Program `mod-matrix' has to be used since `asso-solver' returns the 
decomposition matrix as a transpose. You can also use `mod-matrix' to
reformat a matrix from dense to sparse format, or vice versa. Both 
basis and decomposition matrix are printed in dense format.


References
----------

[1]  Pauli Miettinen: The Discrete Basis Problem. Report C-2006-010,
     Department of Computer Science, University of Helsinki 2006 
     (M.Sc. Thesis).

[2]  Pauli Miettinen, Taneli Mielikäinen, Aristides Gionis, Gautam Das,
     and Heikki Mannila: The Discrete Basis Problem.
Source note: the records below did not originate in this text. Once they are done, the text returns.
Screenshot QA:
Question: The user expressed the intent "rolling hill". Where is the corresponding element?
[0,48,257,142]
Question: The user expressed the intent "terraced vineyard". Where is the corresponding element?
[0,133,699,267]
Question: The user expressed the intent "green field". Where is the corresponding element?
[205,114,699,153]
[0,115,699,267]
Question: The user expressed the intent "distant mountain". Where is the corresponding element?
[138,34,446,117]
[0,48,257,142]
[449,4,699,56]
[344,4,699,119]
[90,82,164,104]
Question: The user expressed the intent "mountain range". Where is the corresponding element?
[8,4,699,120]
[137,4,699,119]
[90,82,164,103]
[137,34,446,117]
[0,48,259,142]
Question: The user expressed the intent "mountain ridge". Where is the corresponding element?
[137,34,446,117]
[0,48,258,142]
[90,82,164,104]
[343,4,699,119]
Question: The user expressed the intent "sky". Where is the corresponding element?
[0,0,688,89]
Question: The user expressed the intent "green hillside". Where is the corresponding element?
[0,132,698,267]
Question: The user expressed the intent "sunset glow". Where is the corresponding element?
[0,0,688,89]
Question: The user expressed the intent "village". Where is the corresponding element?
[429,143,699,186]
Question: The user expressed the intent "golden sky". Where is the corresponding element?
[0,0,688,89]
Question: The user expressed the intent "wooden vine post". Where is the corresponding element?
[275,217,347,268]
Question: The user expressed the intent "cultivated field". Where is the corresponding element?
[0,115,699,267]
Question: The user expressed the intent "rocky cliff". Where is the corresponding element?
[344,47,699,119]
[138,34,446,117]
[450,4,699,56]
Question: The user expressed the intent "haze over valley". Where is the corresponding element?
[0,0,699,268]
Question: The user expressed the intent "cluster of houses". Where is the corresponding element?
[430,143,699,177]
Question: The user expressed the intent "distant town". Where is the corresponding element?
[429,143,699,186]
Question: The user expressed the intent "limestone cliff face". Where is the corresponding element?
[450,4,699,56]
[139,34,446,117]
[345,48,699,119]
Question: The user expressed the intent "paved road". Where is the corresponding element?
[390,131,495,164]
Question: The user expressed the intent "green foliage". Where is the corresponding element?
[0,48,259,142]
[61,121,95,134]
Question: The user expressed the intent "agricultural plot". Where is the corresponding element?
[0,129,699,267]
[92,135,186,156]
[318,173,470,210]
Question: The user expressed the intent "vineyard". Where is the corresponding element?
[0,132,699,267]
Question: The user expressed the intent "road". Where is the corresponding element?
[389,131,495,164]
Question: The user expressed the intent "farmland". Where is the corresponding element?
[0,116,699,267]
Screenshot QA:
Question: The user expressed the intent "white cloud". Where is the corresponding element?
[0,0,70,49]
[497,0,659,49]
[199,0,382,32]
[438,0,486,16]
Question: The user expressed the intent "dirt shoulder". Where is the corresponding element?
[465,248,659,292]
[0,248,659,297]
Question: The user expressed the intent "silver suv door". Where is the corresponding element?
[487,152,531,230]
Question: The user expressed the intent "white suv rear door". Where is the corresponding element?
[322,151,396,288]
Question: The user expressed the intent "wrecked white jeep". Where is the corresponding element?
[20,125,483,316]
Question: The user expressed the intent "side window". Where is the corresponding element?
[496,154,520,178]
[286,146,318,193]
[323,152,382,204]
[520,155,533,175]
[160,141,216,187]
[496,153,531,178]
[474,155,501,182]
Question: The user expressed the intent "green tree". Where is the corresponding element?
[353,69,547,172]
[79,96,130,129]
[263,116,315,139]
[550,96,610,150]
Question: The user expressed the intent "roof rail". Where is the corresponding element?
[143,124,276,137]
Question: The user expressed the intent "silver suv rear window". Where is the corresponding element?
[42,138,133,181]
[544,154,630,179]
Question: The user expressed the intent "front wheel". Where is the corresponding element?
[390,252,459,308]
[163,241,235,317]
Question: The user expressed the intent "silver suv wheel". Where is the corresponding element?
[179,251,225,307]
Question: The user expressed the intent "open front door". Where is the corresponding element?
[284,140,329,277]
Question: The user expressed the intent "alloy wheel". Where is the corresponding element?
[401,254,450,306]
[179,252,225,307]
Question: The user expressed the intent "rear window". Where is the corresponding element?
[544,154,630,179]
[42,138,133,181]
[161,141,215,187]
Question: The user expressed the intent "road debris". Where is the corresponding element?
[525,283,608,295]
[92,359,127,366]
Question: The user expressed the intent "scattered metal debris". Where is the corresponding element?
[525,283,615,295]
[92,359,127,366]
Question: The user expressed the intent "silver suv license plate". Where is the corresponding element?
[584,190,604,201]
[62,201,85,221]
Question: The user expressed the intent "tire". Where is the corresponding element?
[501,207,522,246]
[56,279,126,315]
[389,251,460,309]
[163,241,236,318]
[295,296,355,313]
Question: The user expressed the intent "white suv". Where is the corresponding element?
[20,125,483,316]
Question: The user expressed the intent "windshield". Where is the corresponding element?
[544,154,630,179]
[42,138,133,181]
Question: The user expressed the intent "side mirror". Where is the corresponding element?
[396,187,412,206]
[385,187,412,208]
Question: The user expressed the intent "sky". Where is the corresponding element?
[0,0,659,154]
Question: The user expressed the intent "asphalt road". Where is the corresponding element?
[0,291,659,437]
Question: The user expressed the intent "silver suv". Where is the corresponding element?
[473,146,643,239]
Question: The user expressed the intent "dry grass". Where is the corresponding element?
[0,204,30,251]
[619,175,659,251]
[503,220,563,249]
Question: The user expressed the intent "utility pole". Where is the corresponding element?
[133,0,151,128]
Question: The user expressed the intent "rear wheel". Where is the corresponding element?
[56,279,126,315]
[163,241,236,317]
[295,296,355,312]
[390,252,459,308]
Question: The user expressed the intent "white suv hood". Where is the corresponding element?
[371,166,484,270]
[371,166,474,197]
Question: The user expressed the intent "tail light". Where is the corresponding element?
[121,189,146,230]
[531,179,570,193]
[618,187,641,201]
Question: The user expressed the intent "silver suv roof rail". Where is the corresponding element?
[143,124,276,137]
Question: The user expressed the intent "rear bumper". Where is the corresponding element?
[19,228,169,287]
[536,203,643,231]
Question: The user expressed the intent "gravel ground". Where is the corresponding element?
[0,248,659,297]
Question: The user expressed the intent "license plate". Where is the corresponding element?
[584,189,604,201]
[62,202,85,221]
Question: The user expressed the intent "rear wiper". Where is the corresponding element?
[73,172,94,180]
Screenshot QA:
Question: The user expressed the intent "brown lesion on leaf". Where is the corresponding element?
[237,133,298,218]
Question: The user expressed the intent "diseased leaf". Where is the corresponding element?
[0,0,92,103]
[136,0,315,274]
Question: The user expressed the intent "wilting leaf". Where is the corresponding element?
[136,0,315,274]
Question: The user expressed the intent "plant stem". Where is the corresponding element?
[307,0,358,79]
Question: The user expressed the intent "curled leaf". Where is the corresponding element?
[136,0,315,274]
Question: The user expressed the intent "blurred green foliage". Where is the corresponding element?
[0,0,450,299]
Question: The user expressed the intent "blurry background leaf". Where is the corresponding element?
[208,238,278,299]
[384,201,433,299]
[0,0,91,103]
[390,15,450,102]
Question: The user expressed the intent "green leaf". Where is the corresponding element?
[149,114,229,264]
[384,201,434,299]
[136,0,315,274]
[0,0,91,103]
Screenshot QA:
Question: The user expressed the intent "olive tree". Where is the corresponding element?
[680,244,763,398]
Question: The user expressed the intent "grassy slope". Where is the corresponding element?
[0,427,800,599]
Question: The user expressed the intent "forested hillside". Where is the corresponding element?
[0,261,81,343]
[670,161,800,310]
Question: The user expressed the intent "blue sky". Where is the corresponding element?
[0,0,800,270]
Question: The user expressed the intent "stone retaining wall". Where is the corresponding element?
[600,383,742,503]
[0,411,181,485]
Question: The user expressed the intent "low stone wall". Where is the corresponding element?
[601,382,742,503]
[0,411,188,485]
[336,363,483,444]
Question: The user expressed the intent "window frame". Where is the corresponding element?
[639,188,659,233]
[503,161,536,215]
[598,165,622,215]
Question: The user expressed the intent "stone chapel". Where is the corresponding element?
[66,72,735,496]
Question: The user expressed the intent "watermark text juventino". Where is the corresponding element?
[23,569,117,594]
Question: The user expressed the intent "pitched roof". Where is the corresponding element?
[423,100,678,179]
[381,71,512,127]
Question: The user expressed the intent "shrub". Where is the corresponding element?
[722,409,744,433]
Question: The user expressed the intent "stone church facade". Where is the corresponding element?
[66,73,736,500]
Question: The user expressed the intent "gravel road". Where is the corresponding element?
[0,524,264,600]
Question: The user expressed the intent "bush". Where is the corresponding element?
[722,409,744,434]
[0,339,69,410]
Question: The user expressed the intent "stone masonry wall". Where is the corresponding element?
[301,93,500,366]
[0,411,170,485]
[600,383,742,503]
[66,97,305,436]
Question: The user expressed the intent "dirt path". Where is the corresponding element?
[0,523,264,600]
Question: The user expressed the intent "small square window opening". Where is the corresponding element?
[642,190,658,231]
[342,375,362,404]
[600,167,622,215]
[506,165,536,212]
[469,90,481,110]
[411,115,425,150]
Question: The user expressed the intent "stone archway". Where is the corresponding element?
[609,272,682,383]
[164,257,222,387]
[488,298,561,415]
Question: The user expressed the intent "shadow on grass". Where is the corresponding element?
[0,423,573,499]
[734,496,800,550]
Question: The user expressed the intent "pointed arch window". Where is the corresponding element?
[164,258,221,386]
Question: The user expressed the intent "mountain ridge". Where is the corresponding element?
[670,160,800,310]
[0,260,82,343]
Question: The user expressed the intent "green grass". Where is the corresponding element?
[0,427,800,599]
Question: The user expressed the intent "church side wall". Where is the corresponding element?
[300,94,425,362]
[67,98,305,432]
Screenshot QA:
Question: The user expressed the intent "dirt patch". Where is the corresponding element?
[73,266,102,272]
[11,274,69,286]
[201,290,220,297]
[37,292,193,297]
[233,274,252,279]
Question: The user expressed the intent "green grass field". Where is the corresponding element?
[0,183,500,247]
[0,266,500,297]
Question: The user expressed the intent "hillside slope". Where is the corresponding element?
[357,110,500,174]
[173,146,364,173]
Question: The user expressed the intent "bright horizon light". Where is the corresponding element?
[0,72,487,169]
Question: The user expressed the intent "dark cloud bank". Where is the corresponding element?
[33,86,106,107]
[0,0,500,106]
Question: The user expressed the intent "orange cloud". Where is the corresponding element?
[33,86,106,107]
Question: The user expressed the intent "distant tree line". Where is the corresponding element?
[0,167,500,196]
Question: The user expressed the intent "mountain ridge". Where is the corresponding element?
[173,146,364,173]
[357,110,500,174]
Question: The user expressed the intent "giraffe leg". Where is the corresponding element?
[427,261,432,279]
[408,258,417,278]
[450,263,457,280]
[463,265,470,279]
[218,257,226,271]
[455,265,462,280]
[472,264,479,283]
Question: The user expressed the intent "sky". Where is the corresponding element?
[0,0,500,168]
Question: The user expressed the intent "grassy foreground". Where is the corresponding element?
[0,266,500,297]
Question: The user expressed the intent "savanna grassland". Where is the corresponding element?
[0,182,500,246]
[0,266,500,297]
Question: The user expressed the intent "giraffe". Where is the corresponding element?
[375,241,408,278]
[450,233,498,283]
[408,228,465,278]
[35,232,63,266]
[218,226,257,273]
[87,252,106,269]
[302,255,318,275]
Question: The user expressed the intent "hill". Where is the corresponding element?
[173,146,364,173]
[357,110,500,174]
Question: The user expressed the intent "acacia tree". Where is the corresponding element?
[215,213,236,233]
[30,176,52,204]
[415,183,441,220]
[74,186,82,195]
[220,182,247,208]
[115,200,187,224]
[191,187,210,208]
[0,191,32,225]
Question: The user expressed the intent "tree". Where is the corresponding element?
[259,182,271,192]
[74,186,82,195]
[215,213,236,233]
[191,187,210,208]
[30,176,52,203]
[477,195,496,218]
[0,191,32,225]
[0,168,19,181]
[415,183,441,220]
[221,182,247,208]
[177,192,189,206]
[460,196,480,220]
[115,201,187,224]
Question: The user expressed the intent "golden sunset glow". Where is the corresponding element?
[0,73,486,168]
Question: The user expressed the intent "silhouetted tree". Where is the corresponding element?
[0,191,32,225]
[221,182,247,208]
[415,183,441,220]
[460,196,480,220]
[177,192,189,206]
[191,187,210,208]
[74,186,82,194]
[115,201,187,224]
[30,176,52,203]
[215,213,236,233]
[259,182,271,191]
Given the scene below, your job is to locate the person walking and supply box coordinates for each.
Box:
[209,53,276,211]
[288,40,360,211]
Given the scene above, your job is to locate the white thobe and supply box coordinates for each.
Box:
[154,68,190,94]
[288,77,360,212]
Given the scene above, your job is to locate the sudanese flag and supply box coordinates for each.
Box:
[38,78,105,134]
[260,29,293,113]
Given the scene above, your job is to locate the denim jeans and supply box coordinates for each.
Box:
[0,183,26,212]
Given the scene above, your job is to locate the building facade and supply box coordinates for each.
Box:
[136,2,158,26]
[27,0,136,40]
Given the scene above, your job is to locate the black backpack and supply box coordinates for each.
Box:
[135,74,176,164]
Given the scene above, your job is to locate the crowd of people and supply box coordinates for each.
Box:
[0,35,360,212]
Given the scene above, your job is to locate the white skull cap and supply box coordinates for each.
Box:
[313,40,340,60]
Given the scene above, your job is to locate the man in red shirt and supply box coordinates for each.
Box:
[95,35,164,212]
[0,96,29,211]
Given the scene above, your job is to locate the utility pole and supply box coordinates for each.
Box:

In J. Fürnkranz,
     T. Scheffer, and M. Spiliopoulou (eds.), Knowledge discovery in
     databases: PKDD 2006 -- 10th European conference on principles and
     practice of knowledge discovery in databases, Berlin, Germany,
     September 2006, Lecture Notes in Artificial Intelligence, 4213, 
     Springer 2006, pages 335-346.

[3]  Pauli Miettinen, Taneli Mielikäinen, Aristides Gionis, Gautam Das,
     and Heikki Mannila: The Discrete Basis Problem. Submitted to IEEE
     Transactions on Knowledge and Data Engineering (extended version of [2]).